Labwork No.4. Sentiment Analysis of IMDb Reviews.

MSIAM 1st year / ENSIMAG 2nd year.

Spring 2021.

Abstract

Each team has to upload a report on Teide before May 21 at 20:00. All results should be commented and interpreted. Answer to the questions in order and refer to the question number in your report. Computations and graphics have to be performed with R. The report should be written using the Rmarkdown format. From your .rmd file, you are asked to generate an .html file and upload them both on Teide. In the .html file, you should limit the displayed R code to the most important instructions.

In this tutorial, we consider a dataset of movie reviews taken from the IMDb website. This is a binary classification task: the goal is to predict whether a movie review is positive or negative.

The original text data was already vectorized using two different bag-of-words representations: word count and tf-idf. To read training/test sets in both representations, run the following lines of code:

word_count_train <- read.csv("datasets/word_count_train.csv")
word_count_test <- read.csv("datasets/word_count_test.csv")
tfidf_train <- read.csv("datasets/tfidf_train.csv")
tfidf_test <- read.csv("datasets/tfidf_test.csv")

In each dataset, the first column contains the response \(y\), where 1 corresponds to a positive review, whereas 0 indicates that the review is negative. Other columns corresponds to words and their weights in each document. Attention: the data sets are heavy, so work in the environment first, or use cache=TRUE for the loading chunk, if you compile .Rmd file every time.

Question 1:

The data are stored as dense matrices. What are disadvantages of this (subject to a bag-of-words representation)? Is there another way to store large-scale data?

Question 2 :

At first, we consider reviews in the word count representation.

What is the vocabulary size?
For the review No.7 of the training set, what is the most frequent word? What is its frequency? What are the practical consequences of this?
How many times does “aaaand” appear in the training reviews? What is more reasonable: to delete this word from consideration or to keep it?

Question 3 :

Now, we want to classify data using the multinomial naive Bayes classifier, which is available at the naivebayes package (multinomial_naive_bayes function). Attention: In old versions of the package multinomial_naive_bayes is not available! If it is not possible to install the latest version, use the fnb.multinomial function from the package fastNaiveBayes.

What is the purpose of the Laplace smoothing ?
Train the multinomial naive Bayes on the training set in the word count representation. Set the Laplacian parameter to 1.
Predict labels both for training and test observations.
Compute the misclassification error both on the training and the test sets. Comment the observed results.

Question 4 :

Now, we move to the tf-idf representation.

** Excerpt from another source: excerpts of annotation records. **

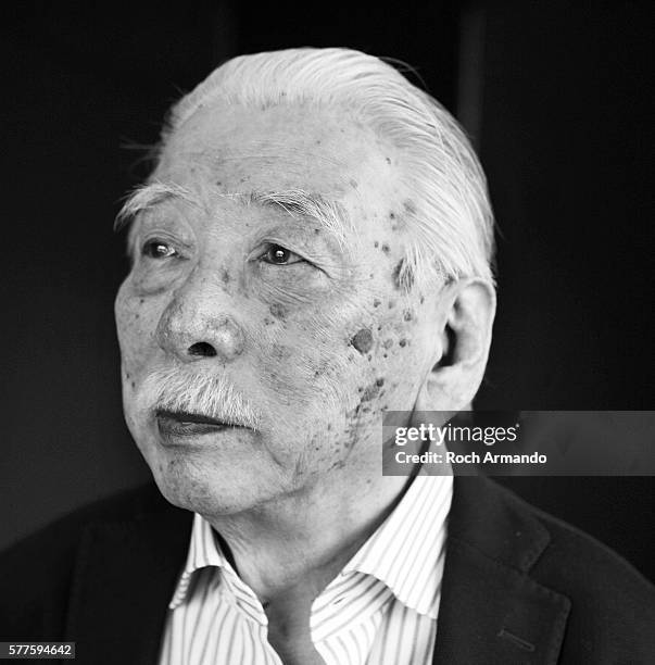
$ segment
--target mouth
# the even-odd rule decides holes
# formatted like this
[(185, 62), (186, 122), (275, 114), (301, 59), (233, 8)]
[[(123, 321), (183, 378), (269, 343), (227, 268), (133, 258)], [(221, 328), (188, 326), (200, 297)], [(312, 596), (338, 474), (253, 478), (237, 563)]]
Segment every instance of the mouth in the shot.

How many positive and negative reviews are there in the training set? In the test set?
Look at the tf-idf representation of the training set. What are the three most important words for negative reviews? Comment this result.

Question 5 :

For classification we are going to use linear discriminant analysis (LDA). We keep to consider our data in the tf-idf representation. Before performing LDA, we will reduce dimension of data by principal component analysis (PCA).

Perform PCA (prcomp) on the training set. Transform train and test observations using obtained model. Keep the first 700 principal components.
Perform LDA on the PCA-projected training set.
Predict labels both for training and test observations.
Compute the misclassification error both on the training and the test sets. Comment the observed results and compare them with the multinomial Bayes classifier.

Bonus Question :

Feel free to propose any other technique from the course (word filtering, another classifier etc.) to improve the classification performance.